Wednesday, November 23, 2011

Canned Jellied Cranberry Nightmare

It tends to ooze and slide out of the can and land on the plate making a horrible Splorp! sound. It tends to be marked with indelible ringed impressions which uncomfortably resemble the contents of a can of Old Roy dog food. And if it is called "sauce" it should never stand vertically like that on a plate.


The cranberry deserves far better treatment.

Besides, recent studies show that toxic chemicals accompany this alleged food item. So don't serve it or buy it, unless you only present it to the table as a form of inedible sculpture.

Merry Thanksgiving!

Monday, November 21, 2011

Watery Definitions and Butt Enhancements

A brief look at stories stirring discussion across the web-world:


-- In Europe, a panel of experts has decided one cannot advertise that water can prevent dehydration - if, of course, you define dehydration as a "disease", then, "A meeting of 21 scientists in Parma, Italy, concluded that reduced water content in the body was a symptom of dehydration and not something that drinking water could subsequently control."

-- It's worth noting the different tactics employed against protesters - hands off policies in place when folks tote guns to protest rallies versus aggressive "non-lethal" assaults on peaceful, non-gun-toting protesters. Also notable - we have very steadily adopted the notion that government permits are needed in order to exercise our rights to voice opinions via a protest.

-- One wonders why aggressive enforcement of banking and financial regulations were not immediately applied to halt bogus and conflated schemes for making money as quickly as authorities were called in to remove tents, sleeping bags, and peaceful protesters from public spaces. Which of the above actions constitute the greatest threat to public safety?

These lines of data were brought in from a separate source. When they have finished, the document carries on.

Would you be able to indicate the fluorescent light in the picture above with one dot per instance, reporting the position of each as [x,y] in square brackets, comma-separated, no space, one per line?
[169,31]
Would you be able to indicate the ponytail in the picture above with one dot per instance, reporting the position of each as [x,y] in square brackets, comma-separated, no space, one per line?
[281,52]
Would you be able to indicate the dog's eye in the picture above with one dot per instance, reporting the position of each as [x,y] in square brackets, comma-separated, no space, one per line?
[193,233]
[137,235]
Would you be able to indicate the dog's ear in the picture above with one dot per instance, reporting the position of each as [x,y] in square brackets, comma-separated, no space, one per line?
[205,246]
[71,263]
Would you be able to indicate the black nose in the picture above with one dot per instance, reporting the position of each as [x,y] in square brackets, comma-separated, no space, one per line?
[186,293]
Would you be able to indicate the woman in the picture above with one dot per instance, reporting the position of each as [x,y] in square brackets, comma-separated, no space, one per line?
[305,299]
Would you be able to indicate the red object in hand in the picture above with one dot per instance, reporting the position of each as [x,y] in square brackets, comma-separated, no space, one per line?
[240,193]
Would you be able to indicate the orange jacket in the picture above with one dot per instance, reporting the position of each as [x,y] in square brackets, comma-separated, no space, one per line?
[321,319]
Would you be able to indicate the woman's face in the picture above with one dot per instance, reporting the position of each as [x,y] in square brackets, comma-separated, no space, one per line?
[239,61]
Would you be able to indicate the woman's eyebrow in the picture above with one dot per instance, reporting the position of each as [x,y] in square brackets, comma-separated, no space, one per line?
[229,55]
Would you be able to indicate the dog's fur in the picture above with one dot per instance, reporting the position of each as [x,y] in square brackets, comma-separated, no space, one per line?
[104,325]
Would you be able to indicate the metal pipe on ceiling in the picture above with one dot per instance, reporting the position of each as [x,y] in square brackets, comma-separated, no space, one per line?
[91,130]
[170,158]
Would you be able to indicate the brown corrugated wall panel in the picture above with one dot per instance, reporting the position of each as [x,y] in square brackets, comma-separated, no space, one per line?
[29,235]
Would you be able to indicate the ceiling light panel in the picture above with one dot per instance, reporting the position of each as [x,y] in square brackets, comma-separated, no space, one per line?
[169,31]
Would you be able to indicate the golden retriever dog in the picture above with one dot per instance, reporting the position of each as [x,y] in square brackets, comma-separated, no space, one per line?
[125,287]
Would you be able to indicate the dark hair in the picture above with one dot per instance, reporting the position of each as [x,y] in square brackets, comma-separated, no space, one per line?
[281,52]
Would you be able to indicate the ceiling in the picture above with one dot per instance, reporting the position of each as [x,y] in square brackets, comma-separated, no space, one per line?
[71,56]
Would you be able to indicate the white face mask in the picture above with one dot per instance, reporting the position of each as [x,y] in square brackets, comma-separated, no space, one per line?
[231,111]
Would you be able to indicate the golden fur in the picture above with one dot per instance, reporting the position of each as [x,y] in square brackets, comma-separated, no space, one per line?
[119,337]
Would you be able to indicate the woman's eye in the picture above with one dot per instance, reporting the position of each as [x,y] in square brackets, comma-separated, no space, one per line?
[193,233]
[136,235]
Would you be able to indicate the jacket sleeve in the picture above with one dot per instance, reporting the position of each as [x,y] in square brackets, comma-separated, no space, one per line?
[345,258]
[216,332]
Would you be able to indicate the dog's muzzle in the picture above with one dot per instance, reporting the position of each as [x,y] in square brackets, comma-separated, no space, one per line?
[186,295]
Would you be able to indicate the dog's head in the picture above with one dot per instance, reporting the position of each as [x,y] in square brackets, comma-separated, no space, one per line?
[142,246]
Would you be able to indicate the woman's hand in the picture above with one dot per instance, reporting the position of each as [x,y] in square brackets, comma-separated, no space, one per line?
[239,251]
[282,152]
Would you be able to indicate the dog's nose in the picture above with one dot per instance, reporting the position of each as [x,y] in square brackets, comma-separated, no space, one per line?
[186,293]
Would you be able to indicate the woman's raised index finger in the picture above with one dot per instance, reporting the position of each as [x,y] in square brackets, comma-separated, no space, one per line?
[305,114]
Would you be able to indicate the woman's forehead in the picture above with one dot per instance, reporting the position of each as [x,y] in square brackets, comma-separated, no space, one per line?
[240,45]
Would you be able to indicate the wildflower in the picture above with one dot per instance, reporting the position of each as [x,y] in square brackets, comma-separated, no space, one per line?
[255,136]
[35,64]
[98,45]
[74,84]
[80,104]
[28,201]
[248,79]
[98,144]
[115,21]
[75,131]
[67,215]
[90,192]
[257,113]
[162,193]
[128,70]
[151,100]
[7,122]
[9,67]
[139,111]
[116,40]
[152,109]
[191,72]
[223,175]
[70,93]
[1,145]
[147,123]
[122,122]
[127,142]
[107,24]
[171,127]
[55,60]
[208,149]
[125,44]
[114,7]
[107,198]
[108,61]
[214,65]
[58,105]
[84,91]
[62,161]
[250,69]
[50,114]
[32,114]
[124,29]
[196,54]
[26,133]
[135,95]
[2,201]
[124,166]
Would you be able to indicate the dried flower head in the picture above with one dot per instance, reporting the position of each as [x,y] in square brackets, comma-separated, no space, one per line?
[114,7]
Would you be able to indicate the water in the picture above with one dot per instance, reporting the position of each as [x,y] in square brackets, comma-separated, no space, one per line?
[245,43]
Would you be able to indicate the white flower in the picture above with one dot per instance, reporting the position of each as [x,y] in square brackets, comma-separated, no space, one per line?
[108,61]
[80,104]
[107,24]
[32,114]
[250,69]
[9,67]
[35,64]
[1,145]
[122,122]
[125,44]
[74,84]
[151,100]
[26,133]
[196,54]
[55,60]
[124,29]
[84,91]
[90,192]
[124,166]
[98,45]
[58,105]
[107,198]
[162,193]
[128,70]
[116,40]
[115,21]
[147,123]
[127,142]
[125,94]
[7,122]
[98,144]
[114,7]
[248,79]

-- Despite the spread of national and international protests and concerns over financial management (or mismanagement) in government, Republicans in Congress remain locked up solid against improvements to the economy, even the improvements they vowed to provide. "Republicans, in effect, said in August, “If we fail, we’ll accept these cuts we don’t want.” The same Republicans, in effect, are now saying, “It turns out, we don’t like our idea anymore. ... In the bigger picture, Republicans were never working in good faith. Even putting aside the inherently disgusting debt-ceiling crisis they created over the summer, GOP officials were willing to offer the defense-cut trigger precisely because they knew they’d try to kill it after the super-committee inevitably failed."

-- If this is the non-doctor person you decided to visit to get "butt enhancement" injections -

Then don't be surprised the shot contains cement, super glue and tire sealant.